すると解析過程を示す画面が表示されるので、完了するまでしばらく待つ。解析にかかる時間は.PSTファイルのサイズや破損の具合、コンピュータの性能などに大きく依存する。手元のPCで約100Mbytesの.PSTファイルを処理させたところ、1分弱で完了した。
解析が完了すると以下の画面が表示されるので、[修復]ボタンをクリックすると実際の修復作業が始まる。
解析時と異なり、修復過程を示す画面は表示されない。また修復にかかる時間は解析時より短く、前出のコンピュータだと十数秒で処理は完了した。
修復完了のメッセージ・ボックスが表示されたら、[OK]ボタンをクリックして受信トレイ修復ツールを終了させる。
.PSTファイルの破損が軽微だった場合、受信トレイ修復ツールで修復するだけで、そのまま使い続けることも可能とされる。しかし破損が深刻な場合、受信トレイ修復ツールでも完全には修復できない可能性があるので、新たに作成した.PSTファイルに移行した方がよい。具体的には、修復した.PSTファイルから可能な限りアイテムを新規作成の.PSTファイルに移動し、最後にデフォルトの.PSTファイルを新規作成したものに切り替える。
破損が深刻か否かを判断するには、修復された.PSTファイルをOutlookで開き、フォルダ一覧に[保存先不明]というフォルダが生成されているかで確認する。もし生成されていたら、破損が深刻だと思われるので、新しい.PSTファイルに移行した方がよい。[保存先不明]フォルダの有無を確認するには、メニューの[移動]−[フォルダ一覧]を実行してフォルダのツリーを表示させる。

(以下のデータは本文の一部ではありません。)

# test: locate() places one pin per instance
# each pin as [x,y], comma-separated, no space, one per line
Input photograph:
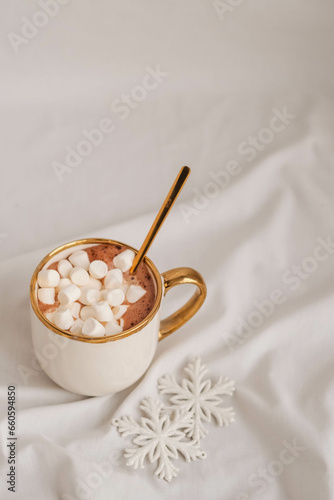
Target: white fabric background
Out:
[225,78]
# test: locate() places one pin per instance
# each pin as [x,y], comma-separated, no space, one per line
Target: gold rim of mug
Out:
[97,340]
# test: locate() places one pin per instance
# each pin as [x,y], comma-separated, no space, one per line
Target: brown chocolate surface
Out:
[139,310]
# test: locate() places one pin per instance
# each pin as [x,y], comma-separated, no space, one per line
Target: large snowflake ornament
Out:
[159,437]
[199,397]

新しい.PSTファイルを作成するには、Outlookのメニューの[ファイル]−[新規作成]−[Outlook データファイル]を実行する。.PSTファイルの種類は通常、「Office Outlook 個人用フォルダ ファイル (.pst)」を選べばよい。
新しい.PSTファイルが作成されると、自動的にOutlookで開かれるので、修復された.PSTファイルのアイテムをドラッグ&ドロップなどで移動していけばよい。